Here’s how the rip-off works. AB 32, the “Global Warming Solutions Act of 2006” created an auction system – called Cap and Trade – that requires manufacturers and other industries that use lots of energy to pay extra for the privilege of providing jobs in California. This law is supposed to reduce greenhouse gas (GHG) emissions. As these businesses pay the AB 32 tax, the wages of workers in the energy sector will be depressed. The AB 32 auction system will hit fuels in 2015 and an economic analysis commissioned by the California Air Resources Board found that gas prices would rise by 16 to 76 cents a gallon. The Cap and Trade auction system will create $832 million in revenue this year and approximately $3 billion per year in the near future.

How will the Governor and Legislature spend this treasure trove taken from workers and seniors? The new state budget mandates that 25% of the money go to fund the so-called bullet train, which has doubled in cost to over $68 billion. Anyone want to ride a train from Madera to Bakersfield? And since the construction of the train will cause GHG emissions of 30,000 metric tons, the state government will increase our energy and gas bills even more to pay for this boondoggle and bailout.

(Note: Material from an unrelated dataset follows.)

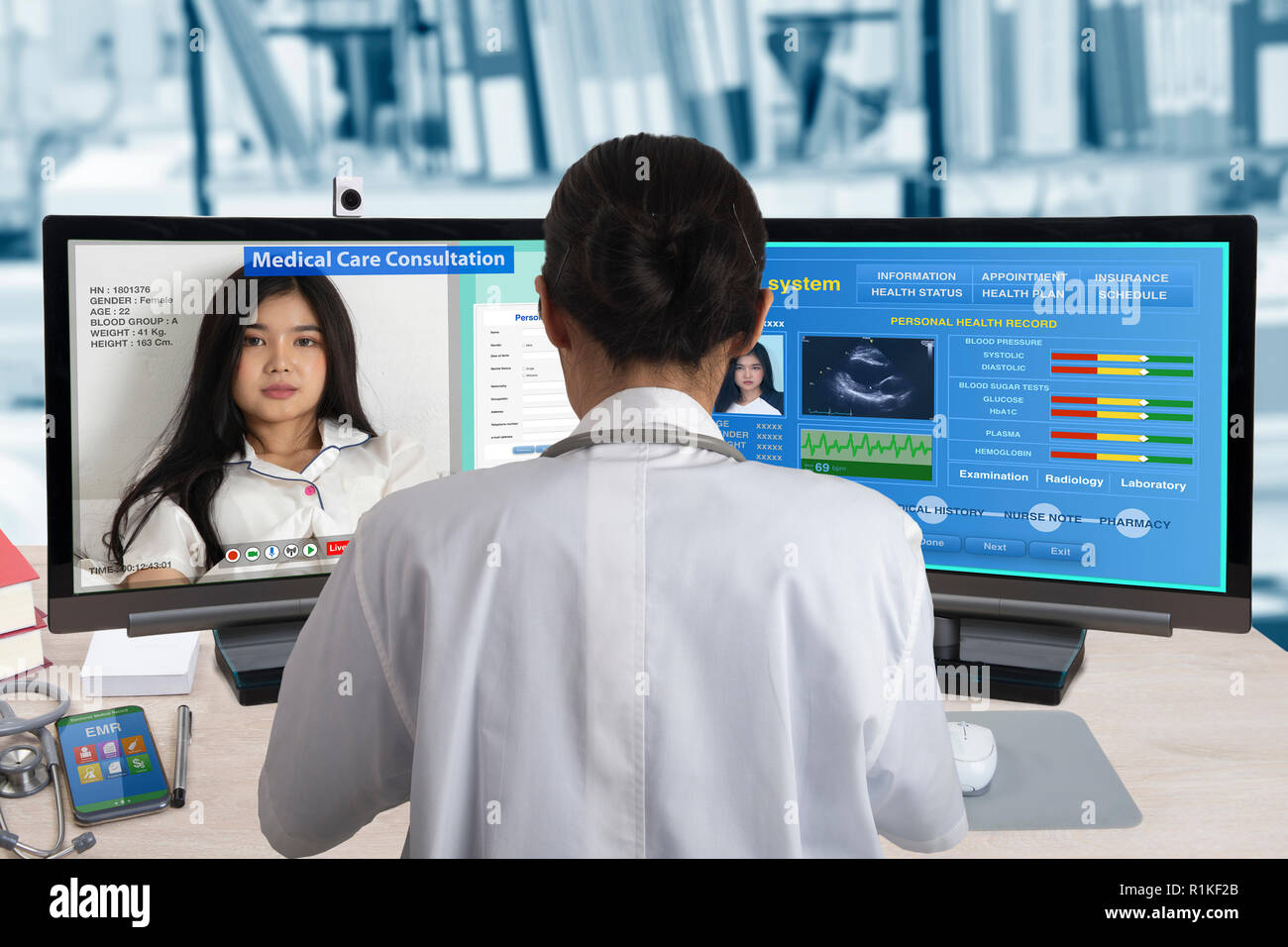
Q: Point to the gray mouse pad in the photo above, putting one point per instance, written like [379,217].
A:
[1051,774]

The state budget also mandates that cap and trade money fund government subsidized housing near train stations. And it does almost nothing to fund dry wood removal from our dangerously overgrown forests, which creates massive air pollution in the Sierra foothills. This is crazy.

Instead of accepting this poor work of public policy, let’s work together to enact reforms to create jobs, improve our transportation system and lower pollution. As John Adams advised, we have an obligation “to reform, alter, or totally change” our government “when the protection, safety, prosperity, and happiness require it.”